Alumni Profile: Patricia D. Galloway
Patricia D. Galloway (M.B.A. ’84) is president and CEO of Cle Elum, Wash.-based Pegasus Global Holdings, a global leader in risk management, prudence/performance auditing, dispute resolution, and strategic consulting for the energy, infrastructure, and transportation industries.
Galloway’s consulting work involves “megaprojects”—the $1 billion-plus jobs primarily associated with the energy, power, and infrastructure industries across more than 100 countries, including serving as chair of the Executive Review Panel of the $3.2 billion Seattle tunnel project with the largest tunnel-boring machine in the world, the Panama Canal, the Venice Lagoon Project, the London Crossrail Project, the Tsing Ma Bridge in Hong Kong, and the City Link Project in Melbourne, Australia. Her most recent project involved an audit of Duke Energy Indiana’s $3.2 billion Edwardsport power plant, the largest integrated gasification combined cycle (IGCC) plant in the world—a site where coal is transformed into a synthetic gas that offers cleaner, greener power.

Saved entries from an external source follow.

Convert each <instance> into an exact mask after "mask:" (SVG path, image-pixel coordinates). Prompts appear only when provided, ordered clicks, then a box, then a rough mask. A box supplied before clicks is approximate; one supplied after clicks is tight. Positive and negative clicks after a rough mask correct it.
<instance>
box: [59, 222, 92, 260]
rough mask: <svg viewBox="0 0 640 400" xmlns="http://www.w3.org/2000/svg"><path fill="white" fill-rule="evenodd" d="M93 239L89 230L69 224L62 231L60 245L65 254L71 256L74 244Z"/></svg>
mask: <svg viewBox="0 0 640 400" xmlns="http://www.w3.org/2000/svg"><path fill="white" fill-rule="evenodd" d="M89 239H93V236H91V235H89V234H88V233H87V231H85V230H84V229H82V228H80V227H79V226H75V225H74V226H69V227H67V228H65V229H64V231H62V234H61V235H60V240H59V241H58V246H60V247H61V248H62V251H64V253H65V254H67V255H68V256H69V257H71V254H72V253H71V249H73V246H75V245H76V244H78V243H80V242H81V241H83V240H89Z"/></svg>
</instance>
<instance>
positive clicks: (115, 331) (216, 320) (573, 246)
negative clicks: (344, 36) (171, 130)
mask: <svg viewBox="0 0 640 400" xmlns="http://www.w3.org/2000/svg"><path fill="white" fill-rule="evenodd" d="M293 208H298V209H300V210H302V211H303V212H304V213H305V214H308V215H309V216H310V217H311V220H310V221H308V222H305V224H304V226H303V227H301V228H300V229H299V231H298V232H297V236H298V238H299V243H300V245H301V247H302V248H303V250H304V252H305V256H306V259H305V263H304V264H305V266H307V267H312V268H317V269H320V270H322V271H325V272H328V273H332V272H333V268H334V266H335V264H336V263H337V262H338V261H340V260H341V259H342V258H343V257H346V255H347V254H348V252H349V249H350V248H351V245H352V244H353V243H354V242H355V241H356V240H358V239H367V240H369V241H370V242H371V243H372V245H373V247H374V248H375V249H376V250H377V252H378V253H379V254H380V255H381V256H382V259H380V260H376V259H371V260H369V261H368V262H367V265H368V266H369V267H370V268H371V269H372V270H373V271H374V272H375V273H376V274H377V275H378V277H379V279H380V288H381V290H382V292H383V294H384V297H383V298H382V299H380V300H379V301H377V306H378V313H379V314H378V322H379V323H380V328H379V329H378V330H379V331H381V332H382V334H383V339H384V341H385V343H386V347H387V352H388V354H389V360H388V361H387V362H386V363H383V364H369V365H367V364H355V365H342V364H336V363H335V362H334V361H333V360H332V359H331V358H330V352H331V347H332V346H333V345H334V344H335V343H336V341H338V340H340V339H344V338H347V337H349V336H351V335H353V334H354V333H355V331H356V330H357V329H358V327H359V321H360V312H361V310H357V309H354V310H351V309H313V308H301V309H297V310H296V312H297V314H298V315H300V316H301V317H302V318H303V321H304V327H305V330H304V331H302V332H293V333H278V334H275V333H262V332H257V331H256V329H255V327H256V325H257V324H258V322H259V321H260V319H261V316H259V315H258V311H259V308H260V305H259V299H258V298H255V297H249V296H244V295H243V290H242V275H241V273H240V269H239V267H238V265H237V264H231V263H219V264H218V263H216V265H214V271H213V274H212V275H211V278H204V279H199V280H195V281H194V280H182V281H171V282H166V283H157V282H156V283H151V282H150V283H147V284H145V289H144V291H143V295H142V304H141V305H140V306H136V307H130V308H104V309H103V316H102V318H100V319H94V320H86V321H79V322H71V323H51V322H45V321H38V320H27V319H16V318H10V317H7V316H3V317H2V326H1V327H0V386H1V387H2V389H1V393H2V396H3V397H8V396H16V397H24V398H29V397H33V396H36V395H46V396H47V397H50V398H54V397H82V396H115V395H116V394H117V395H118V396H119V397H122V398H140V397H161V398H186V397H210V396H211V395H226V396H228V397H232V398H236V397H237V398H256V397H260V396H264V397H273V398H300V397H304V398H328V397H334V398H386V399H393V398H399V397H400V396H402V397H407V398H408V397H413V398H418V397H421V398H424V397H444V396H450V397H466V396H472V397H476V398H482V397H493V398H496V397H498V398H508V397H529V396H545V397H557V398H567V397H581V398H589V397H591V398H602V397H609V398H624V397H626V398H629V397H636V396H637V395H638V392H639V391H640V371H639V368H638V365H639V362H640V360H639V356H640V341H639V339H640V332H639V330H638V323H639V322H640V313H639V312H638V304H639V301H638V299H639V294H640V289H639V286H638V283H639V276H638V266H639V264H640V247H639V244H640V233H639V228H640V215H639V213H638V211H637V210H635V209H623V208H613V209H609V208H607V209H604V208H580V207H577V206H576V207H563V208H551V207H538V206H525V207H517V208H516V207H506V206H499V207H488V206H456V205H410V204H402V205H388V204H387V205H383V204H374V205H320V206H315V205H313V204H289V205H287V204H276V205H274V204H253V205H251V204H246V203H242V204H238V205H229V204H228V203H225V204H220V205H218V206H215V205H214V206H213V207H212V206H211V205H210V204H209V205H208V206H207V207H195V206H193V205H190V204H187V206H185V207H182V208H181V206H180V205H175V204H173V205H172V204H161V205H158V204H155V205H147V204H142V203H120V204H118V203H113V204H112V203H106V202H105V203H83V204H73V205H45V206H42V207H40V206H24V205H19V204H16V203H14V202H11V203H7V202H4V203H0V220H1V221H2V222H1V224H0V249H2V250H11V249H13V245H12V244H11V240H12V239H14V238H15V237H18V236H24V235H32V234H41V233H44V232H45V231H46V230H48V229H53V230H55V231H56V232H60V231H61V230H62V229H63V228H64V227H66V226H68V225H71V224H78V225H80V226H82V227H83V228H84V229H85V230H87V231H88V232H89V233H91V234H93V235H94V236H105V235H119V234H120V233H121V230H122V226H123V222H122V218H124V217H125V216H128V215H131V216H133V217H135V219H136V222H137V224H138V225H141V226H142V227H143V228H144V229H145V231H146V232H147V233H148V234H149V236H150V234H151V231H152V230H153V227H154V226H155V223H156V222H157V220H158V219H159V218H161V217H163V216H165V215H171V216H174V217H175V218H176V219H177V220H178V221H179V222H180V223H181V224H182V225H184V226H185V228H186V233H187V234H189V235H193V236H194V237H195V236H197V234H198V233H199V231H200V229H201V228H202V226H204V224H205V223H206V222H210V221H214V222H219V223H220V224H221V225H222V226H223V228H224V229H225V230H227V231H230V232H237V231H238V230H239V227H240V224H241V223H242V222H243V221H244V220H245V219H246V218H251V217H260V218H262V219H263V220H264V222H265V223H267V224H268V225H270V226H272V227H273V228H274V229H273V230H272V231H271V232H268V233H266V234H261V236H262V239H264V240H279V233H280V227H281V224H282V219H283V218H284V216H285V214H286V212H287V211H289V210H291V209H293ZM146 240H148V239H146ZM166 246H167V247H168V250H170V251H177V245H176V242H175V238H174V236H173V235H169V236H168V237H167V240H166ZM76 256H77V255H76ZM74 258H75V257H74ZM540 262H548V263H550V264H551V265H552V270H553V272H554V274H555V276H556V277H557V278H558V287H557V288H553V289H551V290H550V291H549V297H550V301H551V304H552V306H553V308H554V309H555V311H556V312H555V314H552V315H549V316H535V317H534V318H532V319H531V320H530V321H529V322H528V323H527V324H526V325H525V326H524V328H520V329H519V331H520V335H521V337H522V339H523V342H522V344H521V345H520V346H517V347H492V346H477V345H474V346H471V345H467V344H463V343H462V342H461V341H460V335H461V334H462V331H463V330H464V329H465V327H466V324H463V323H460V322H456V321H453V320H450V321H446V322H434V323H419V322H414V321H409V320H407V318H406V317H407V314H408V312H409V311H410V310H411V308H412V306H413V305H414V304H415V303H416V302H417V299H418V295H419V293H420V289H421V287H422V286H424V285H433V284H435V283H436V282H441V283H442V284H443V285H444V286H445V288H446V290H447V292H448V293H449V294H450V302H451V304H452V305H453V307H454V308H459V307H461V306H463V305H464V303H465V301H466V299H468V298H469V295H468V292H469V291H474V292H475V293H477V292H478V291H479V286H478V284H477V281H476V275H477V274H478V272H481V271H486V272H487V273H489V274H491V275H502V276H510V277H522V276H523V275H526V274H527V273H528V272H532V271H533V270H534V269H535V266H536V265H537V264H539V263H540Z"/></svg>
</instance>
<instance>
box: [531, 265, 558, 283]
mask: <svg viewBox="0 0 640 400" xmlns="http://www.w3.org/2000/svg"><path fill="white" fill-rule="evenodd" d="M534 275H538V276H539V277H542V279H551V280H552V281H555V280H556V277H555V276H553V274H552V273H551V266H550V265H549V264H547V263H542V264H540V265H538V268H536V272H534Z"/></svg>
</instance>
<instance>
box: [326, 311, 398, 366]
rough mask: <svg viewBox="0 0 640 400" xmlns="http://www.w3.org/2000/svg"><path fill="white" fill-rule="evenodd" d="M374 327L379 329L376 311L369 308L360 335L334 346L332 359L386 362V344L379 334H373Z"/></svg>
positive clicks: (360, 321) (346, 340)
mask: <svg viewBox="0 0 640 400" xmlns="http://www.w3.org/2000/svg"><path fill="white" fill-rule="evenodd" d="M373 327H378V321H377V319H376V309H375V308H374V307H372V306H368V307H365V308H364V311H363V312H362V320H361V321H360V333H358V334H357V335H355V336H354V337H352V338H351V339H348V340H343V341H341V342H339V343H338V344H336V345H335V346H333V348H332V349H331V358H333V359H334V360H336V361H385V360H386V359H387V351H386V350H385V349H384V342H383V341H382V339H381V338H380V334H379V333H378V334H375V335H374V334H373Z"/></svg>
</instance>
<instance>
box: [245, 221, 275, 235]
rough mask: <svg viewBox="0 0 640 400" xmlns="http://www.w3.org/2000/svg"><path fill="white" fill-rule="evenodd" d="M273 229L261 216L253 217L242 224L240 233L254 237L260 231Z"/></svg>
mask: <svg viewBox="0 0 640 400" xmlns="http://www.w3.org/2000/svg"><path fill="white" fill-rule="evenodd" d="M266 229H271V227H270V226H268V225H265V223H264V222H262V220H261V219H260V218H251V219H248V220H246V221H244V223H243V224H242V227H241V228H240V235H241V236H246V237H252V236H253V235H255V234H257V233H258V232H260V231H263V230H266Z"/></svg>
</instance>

She is also co-founder of the Patricia Galloway and Kris Nielsen Foundation, whose advisory board includes venture capitalists, financiers, and university research experts focused on 21st-century energy solutions. “We combine science, technology, and social management systems that improve the planet and sustainability,” Galloway says. “One project we developed was a mini-reactor that goes into cars and trucks to allow their engines to run on hydrogen.”
Galloway chose New York Tech for her M.B.A. because of the university’s experienced professors, course selections, and small class sizes. “When young women ask me how to advance their careers, my first answer is to get an M.B.A.,” she says. “It gives you a much broader perspective and is a necessary tool that people in science, technology, engineering, and math (STEM) careers don’t get anywhere else. My New York Tech degree keeps on giving.”
Galloway is committed to bringing more young women into STEM careers and serves as a role model for girls seeking guidance in these growing fields. She has already earned Glamour magazine’s Top Ten Women in Business Award, became the first woman president of the American Society of Civil Engineers’ in its 152- year history, and was appointed to the National Science Board in 2006 by President George W. Bush. Galloway believes that bringing more women into the STEM workforce will only benefit the process through which engineers formulate solutions. “Women think very differently than men,” Galloway says. “I don’t think that one is better than the other, but women think more broadly. They think about the social aspects more easily. Women offer an added perspective to solutions. If you take men and women in teams jointly and have both perspectives, the end result is better.” Galloway is also committed to improving engineers’ role in society with a focus on lifelong learning and how they can better incorporate global perspectives and technology to create more efficient solutions. “Engineers need to know more about the world from a cultural standpoint,” she says. “Everything we do today impacts more than one country.”